Wangi parfum melati terisak. Tak pernah menyangka, ternyata seorang ibu berparas cantik saja tidak menyukai wanginya. Hanya orang yang tadi menyemprotkannya lah, yang menyukai wanginya. Harapan untuk mewangikan desa pun tersingkir. Dia pasrah saat gerimis membasahi, dan angin menghalaunya ke arah barat. Makin lama, wanginya makin tipis. Dan lenyap sama sekali bersama hadirnya wangi lain.

Wangi kopi. Wangi kopi ini berasal dari seduhan orang-orang yang duduk di kursi rumah-rumah desa. Setiap pagi, berteman singkong atau ubi rebus, wangi kopi menguar memenuhi udara rumah itu. Menelusup pergi bersama angin dan membumbung terbang ke arah mana saja angin membawanya.

Kali itu, tiga wangi bertemu. Wangi sabun mandi baru, wangi parfum melati baru, dan wangi kopi. Dua wangi pertama, saat bertemu sudah saling sinis. Mungkin mereka menuruni wangi lama. Wangi sebelumnya. Wangi kopi menghina kedua wangi dengan kata-kata yang lebih pedas.

“Wangi yang tidak berguna, sebaiknya menyingkir dari desa ini! Tak perlu lama-lama singgah!”

Dua wangi saling pandang. 

“Kenapa bukan kau saja yang enyah?” tanya wangi parfum melati baru.

“Iya. Kenapa?” tanya wangi sabun mandi baru.

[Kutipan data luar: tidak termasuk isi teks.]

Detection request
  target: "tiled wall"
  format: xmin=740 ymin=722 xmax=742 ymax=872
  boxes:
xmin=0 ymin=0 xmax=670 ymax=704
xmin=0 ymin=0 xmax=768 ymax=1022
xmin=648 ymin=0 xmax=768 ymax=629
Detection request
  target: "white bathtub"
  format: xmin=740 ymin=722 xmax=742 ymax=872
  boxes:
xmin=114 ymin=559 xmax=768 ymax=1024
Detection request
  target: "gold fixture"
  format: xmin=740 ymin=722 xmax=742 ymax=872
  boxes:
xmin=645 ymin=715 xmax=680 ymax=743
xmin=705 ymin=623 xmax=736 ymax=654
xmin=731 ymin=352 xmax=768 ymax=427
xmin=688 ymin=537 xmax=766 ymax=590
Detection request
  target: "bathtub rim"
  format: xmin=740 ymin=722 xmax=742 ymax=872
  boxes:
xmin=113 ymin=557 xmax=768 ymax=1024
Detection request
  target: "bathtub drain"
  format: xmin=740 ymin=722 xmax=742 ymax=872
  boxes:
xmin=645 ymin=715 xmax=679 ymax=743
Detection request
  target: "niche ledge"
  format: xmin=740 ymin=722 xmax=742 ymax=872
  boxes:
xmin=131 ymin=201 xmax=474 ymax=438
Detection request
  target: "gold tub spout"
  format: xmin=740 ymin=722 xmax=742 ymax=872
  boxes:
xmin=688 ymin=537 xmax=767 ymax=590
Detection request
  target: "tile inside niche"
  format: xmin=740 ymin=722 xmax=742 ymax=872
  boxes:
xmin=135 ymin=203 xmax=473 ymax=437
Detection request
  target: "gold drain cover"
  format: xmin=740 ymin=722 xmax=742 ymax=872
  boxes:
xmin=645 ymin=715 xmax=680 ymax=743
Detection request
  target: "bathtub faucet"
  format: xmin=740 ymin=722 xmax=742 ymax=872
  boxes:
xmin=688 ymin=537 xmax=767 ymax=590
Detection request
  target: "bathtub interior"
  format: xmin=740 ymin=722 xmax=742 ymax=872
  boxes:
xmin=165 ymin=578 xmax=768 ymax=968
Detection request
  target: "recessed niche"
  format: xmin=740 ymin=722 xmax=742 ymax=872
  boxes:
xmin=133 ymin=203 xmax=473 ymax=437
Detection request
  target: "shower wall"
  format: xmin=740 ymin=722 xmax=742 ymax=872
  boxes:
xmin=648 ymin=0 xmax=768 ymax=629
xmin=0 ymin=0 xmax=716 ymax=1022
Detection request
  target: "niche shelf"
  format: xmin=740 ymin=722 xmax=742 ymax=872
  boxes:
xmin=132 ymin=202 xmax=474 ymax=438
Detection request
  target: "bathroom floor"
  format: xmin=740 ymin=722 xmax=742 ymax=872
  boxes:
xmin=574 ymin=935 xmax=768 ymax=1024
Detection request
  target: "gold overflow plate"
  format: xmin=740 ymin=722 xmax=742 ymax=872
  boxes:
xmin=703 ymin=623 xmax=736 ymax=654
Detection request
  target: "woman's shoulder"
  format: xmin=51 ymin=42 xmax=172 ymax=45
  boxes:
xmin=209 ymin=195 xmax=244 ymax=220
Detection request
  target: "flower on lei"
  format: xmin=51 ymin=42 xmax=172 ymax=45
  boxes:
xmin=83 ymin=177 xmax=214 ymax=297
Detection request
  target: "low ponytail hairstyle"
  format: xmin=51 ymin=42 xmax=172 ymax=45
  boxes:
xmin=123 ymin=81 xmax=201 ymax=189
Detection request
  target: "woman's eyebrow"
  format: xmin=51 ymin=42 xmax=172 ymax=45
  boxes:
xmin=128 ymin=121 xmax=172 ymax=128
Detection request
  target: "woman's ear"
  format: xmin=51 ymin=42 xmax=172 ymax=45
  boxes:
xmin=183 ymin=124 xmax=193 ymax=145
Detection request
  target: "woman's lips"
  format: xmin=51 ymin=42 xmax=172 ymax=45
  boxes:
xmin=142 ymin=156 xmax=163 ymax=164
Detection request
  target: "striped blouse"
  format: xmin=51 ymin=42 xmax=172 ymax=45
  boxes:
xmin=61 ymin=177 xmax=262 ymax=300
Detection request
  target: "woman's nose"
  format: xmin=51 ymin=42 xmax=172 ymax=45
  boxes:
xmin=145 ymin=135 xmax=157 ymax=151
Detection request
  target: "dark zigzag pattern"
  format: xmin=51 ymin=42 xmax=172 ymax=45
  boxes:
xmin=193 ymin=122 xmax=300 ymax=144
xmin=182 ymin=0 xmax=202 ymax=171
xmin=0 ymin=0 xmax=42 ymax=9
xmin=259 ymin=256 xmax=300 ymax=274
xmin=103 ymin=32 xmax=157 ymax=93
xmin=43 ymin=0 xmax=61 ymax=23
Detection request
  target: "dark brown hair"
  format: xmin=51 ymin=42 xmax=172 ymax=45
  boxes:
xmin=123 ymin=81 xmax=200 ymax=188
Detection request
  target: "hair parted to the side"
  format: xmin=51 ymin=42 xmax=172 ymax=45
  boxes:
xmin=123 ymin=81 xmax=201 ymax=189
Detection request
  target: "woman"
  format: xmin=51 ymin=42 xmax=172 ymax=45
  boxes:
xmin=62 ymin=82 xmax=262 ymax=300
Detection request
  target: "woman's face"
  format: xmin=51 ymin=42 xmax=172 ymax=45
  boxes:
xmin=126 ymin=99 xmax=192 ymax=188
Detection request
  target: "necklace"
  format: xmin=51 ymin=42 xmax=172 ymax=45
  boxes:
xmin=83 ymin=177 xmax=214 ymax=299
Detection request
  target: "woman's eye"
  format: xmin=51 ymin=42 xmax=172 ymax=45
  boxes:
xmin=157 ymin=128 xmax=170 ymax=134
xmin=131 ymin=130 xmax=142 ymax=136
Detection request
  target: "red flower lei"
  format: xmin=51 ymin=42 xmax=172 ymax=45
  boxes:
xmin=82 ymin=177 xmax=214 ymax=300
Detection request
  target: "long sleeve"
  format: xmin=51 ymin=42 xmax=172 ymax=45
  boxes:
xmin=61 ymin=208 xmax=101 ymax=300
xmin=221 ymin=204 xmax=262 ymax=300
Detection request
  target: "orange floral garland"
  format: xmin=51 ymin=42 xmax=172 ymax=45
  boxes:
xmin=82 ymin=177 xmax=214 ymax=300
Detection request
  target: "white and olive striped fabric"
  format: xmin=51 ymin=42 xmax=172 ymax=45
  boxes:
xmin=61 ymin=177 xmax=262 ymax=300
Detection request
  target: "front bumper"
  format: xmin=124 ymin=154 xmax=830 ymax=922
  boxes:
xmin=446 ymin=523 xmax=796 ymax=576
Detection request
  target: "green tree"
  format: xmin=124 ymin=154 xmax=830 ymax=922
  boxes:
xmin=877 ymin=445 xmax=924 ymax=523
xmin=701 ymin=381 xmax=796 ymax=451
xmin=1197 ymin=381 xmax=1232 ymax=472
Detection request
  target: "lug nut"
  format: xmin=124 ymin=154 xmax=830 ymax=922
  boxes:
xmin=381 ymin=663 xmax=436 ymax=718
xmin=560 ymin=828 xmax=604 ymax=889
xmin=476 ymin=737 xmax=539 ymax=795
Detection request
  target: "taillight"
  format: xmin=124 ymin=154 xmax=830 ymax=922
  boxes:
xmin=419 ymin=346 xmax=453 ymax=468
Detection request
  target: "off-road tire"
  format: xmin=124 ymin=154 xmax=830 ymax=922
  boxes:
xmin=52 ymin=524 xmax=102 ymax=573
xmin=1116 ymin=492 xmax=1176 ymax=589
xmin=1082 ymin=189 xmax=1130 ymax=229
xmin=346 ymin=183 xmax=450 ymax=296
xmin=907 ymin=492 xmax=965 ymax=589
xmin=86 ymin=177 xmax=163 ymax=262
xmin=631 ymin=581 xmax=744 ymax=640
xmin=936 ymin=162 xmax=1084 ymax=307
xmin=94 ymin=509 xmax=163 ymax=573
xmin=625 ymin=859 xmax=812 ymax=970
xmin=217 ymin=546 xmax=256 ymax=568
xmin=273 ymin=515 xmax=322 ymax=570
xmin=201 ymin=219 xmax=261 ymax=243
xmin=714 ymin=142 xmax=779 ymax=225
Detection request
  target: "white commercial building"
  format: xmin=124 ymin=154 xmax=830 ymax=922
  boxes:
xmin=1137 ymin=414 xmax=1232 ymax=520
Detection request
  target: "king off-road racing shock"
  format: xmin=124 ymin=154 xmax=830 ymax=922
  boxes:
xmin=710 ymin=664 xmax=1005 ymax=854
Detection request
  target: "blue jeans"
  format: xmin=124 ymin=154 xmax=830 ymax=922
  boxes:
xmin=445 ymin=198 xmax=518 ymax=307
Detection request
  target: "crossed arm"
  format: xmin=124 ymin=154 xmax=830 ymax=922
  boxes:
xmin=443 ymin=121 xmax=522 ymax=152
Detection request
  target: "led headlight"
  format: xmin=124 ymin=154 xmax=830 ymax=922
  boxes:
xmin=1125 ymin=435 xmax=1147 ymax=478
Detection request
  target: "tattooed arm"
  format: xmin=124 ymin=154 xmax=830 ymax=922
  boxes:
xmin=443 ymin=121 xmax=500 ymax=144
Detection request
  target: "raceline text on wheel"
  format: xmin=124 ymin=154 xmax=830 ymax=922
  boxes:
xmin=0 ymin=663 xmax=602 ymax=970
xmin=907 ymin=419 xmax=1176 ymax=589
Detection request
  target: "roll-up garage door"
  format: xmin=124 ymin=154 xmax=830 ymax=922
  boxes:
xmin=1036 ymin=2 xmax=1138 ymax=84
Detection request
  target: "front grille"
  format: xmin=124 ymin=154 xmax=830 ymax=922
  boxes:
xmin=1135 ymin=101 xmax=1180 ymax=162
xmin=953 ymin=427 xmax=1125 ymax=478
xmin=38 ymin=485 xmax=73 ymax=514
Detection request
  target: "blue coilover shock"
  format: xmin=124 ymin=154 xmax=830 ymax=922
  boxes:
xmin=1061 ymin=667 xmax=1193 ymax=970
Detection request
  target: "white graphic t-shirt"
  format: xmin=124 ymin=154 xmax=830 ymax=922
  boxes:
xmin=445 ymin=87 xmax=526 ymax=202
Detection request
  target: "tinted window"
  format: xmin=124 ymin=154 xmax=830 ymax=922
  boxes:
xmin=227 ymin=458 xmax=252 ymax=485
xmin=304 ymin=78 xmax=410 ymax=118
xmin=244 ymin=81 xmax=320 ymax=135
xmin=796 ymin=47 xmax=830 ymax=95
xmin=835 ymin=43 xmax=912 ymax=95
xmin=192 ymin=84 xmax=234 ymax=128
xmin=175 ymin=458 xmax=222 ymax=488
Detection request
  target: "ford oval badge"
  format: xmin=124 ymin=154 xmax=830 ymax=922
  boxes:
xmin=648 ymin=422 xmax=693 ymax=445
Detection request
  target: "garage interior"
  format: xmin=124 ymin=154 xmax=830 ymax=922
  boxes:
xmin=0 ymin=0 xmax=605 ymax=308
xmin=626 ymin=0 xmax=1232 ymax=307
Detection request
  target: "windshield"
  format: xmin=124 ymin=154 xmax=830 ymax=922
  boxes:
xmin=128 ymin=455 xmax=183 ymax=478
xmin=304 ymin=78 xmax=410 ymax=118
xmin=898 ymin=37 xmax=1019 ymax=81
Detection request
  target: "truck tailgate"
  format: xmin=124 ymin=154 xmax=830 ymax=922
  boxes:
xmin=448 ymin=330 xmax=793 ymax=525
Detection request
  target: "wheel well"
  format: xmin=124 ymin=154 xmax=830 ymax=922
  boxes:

Ketiga wangi berseteru. Masing-masing merasa paling pantas mengharumkan desa. Dan ketiganya tidak sadar, saat ini sedang adan di halaman rumah mungil. Rumah yang penuh dengan tanaman. Samping kanan rumah itu dipenuhi palawija, belakang rumah penuh dengan tanaman obat, dan samping kirinya penuh aneka bunga. Melati, mawar, kenanga, dan sedap malam. Yang sedang mekar saat itu adalah melati.

Ketiga wangi mencium aroma wangi baru. Wangi melati. Mereka melihat ke bawah, beberapa kelopak melati tersenyum ramah.

“Kalian mau ke mana? Kenapa wajah kalian ditekuk?” tanyanya dengan riang.

Tak ada yang menjawab. Semua menghirup wangi melati asli, dalam-dalam.

“Kenapa kau tetap di sini?” tanya wangi kopi.
“Kau sangat wangi, apa tidak ingin pergi dan mengharumkan desa?” tanya wangi sabun mandi baru.
“Iya!” sahut wangi parfum melati baru.

“Aku hanya mengikuti perintah Tuhanku. Wangi disaat Dia berkehendak. Mewangikan siapa saja berdasar embusan angin. Aku rela tetap ada di sini.”

Tiga wangi menunduk malu. Ada dentuman rasa yang menyesaki dada mereka. Dan sebentar kemudian, harum tiga wangi makin menipis. Tipis. Tipis. Lenyap.